5070 is 12, 5080 is 16, 5090 is 32.
Apparently 5060Ti will have 16 for those who want "moar VRAM".
And 5070Ti will get 16 also.

I do wonder when we might see x1.5 capacity chips though and if that can bring some changes to the Tis and/or a possible Super refresh in 2026.
 
There’ll also be lots of other options to choose from if 8GB is a a deal breaker.
Well I wouldn't say "lots".
N44 will have 128 bit G6 so that's 8GB too most likely.
BMG-G21 is the only card in this class with 12GB but it's ~4060 performance level and will likely end up below either 5060 or 8600.

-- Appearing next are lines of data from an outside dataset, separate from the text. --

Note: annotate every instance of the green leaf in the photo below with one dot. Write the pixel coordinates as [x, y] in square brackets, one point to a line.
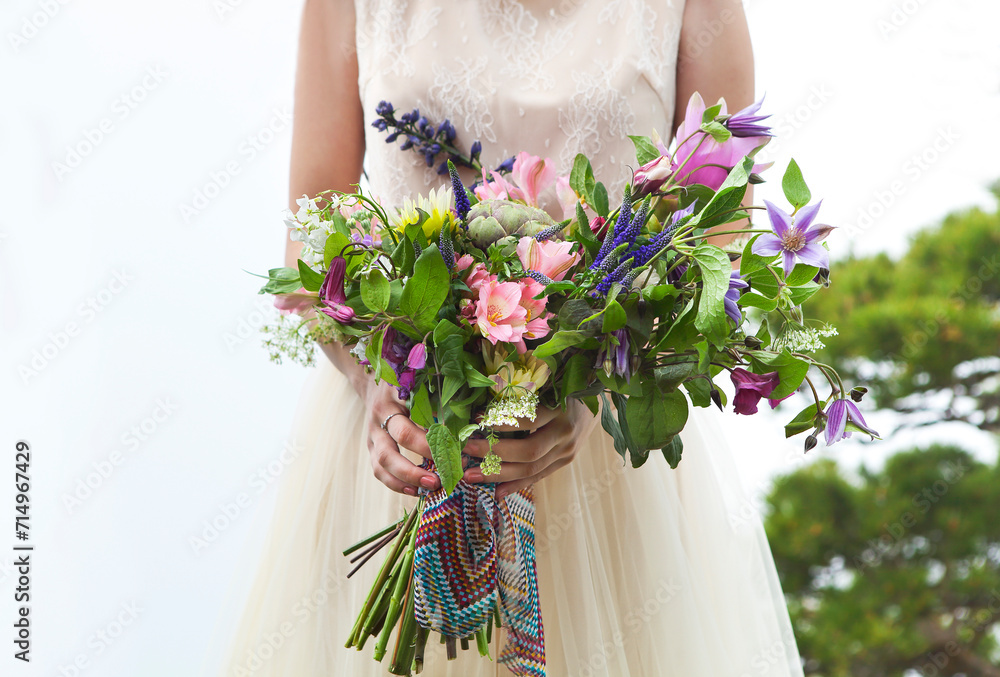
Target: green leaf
[751, 300]
[576, 376]
[600, 203]
[426, 290]
[584, 234]
[796, 191]
[375, 291]
[637, 456]
[672, 452]
[728, 198]
[311, 280]
[447, 455]
[614, 317]
[611, 426]
[802, 422]
[763, 282]
[750, 262]
[656, 417]
[717, 131]
[670, 376]
[573, 314]
[791, 370]
[711, 319]
[466, 432]
[801, 274]
[581, 178]
[711, 112]
[281, 281]
[645, 150]
[560, 340]
[475, 378]
[700, 392]
[421, 411]
[334, 247]
[800, 295]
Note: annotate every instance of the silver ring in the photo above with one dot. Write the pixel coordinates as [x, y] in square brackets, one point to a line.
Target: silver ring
[385, 423]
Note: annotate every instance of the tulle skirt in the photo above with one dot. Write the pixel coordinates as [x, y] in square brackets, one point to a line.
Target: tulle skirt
[642, 572]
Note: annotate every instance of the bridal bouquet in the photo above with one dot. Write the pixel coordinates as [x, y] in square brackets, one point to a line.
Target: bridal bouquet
[479, 307]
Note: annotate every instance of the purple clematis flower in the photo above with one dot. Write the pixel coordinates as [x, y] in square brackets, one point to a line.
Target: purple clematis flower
[794, 237]
[746, 123]
[750, 388]
[736, 283]
[838, 413]
[331, 293]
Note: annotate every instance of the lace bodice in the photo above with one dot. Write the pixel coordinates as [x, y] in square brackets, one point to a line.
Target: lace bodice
[551, 77]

RTX 5000 will come with a new "neural rendering capabilities" feature, according to marketing points leaked by INNO3D. Also "advanced' DLSS to offer more image quality and faster fps.
This looks like a rather meaningless marketing placeholders tbh. All videocards are capable of "neural rendering" and of course there will be "advanced DLSS" and "enhanced RT" on future products.
 
Well I wouldn't say "lots".
N44 will have 128 bit G6 so that's 8GB too most likely.
BMG-G21 is the only card in this class with 12GB but it's ~4060 performance level and will likely end up below either 5060 or 8600.

Yeah I meant lots of alternative options at a price if your heart is set on more than 8GB. The vast majority of games and gamers will be fine with 8GB entry level cards.